If I could have honestly become an atheist at this point, I would have. But I knew deep down that there was something "out there". So my spiritual life looked like this: I believed in God, and God was a monster. A bad place to be.
It was in the middle of this struggle that I started reading "The Dance of the Dissident Daughter" by Sue Monk Kidd. Kidd was raised in a conservative Christian denomination (and was working as a Christian writer) when she started to investigate the "Divine Feminine", the female side of God.
Now, Kidd is pretty "let's dance on the beach under the full moon to celebrate our womanhood!" (No thank you), but there was so much that resonated in this book. I wasn't sure what to do with strange words like "Divine Feminine" and "Goddess". I heard angry voices in my head, yelling that to address God in the feminine was the most vile insult imaginable. God could never be female; invisible, inferior, incomplete.
Then I came to this section of the book, a prayer of Kidd's:
"Mothergod, I have nothing to hold me. No place to be, inside or out. I need to find a container of support, a space where my journey can unfold."
Mothergod. Mothergod. I could say this name, I could pray to this name, without fear or adrenaline rush or fists up or panic or anger.
And my Mothergod is Mary.
Kidd describes a moment with Mary in the book. She, like me, did not have a religious background that included her.
I was spending the night at the home of a Catholic family, and on the mantle in the guest bedroom was a porcelain statue of Mary. Standing upon a sliver of crescent moon, she was a mystery that called upon an inexplicable rush of feeling. I experienced what I suppose could be called a magnetic pull to the Feminine Divine. With a gesture of spontaneous adoration, I reached out and touched her, whispering the only words for her I knew: "Hail, Mary".
Mary whose female body kept God-on-earth alive. Mary whose words prompted Jesus to perform his first miracle (yes, I know he was a little lippy at first, but he came around eventually). Mary who was at the cross when most of the male disciples had fled (do you really want to argue that there were no female apostles? Really? REALLY?)
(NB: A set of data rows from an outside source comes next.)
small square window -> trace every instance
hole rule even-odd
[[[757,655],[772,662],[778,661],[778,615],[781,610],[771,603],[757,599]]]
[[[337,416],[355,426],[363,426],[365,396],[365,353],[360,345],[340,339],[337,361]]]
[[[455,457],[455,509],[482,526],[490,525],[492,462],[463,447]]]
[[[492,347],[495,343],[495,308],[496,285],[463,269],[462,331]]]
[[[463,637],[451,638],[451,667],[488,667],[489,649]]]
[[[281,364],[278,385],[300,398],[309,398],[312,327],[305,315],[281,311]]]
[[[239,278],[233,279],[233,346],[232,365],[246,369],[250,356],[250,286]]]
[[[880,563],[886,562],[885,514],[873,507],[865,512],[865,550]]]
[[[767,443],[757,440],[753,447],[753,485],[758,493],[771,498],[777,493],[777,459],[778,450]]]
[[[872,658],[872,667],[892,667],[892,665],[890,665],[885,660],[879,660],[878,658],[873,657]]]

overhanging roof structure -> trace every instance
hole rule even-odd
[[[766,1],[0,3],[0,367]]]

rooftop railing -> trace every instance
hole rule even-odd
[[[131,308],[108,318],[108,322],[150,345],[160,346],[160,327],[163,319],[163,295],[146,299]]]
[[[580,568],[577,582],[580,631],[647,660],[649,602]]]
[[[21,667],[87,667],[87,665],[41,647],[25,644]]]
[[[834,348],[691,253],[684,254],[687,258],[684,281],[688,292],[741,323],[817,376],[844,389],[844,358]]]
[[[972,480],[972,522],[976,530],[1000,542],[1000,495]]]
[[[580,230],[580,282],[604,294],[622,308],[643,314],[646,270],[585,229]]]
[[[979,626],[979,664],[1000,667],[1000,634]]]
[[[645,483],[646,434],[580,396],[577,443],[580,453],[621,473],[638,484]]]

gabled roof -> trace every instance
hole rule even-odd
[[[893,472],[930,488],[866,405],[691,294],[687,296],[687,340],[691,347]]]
Mary is not quiet. Mary is not inferior. Mary does not glower at me with a list of rules, breathing fire and brimstone. Mary is not the monster.
Prayer is still weird for me, so I have a Virgin Mary candle instead. It sits on my windowsill along with my Episcopal prayer beads. It doesn't make sense, but Mary is ok with the prayer beads. She was an unmarried pregnant teenager. She gets that sometimes what is going on in your life looks odd to other people.
So I light the candle, and I watch it flicker in the window, and I know that Mary gets what is in my heart. I don't have to say.